ESPE Abstracts

Background: Polycystic ovary syndrome (PCOS) is the most common hyperandrogenic disorder in pubertal girls affecting between 3 and 11 % of them. Menstrual irregularities and hyperandrogenism are the main characteristics of the syndrome. PCOS is associated with obesity, cardiovascular complications, impaired fertility and increased cancer risk in adulthood. Some of these complications are potentially preventable with timely diagnosis, life-style change and pharmacological therapy.

Objectives: To compare, clinical, metabolic and hormonal parameters and expression of selected microRNAs (miRNAs) between adolescent girls with PCOS and healthy controls.

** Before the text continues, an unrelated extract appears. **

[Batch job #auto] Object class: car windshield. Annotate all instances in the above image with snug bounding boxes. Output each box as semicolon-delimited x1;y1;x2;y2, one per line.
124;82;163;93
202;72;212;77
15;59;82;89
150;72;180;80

Materials and Methods: 51 adolescent girls, mean age 15.8 years, were included in the study after ethical aproval. Thirty-six girls were diagnosed with PCOS according to the 2023 International Evidence-based Guideline for the Assessment and Management of Polycystic Ovary Syndrome, 15 girls were age and BMI-matched healthy controls. Same auxological, physical, metabolic and hormonal parameters and selected miRNAs (miR-451a, miR-15a-5p, miR-320-5p, miR-28-5p, mir-103a-5p, miR-194-5p) were investigated in all participants. Pelvic US was performed by a single experienced echographist. SPSS was used for the statistical analysis.

Results: There were no significant differences in the auxological parameters, BMI and waist circumference between the participants. The rate of menstrual irregularities was significantly higher in PCOS girls (P <0.001). The prevalence of clinical hyperandrogenism (hirsutism, acne) and Ferriman-Gallwey score were significantly higher in PCOS patients (P <0.05 for all variables). The androgens (testosterone, androstendione and free androgen index) were significantly higher in PCOS girls compared to controls (P <0.05 for all variables), while SHBG was significantly lower (P = 0.02). AMH levels were significantly higher in PCOS group (P = 0.016). We did not find any significant differences for the metabolic and other hormonal parameters (fasting plasma glucose, insulin levels and HOMA-IR, lipid profile, LH and LH:FSH ratio, 17-OHP and others). There was no significant difference in the presence of US polycystic ovarian morphology between PCOS girls and controls. We found significant differences between patients and controls for only two miRNAs – miR-320-5p and mir-103a-5p. Both miRNAs were significantly up-regulated in PCOS girls (P = 0.001 and 0.003) but did not correlate with any metabolic, hormonal and US parameters.

Conclusion: There is significant prevalence of menstrual irregularities and hyperandrogenism in the PCOS girls. AMH, SHBG and selected miRNAs could be used as biomarkers for the diagnosis of PCOS.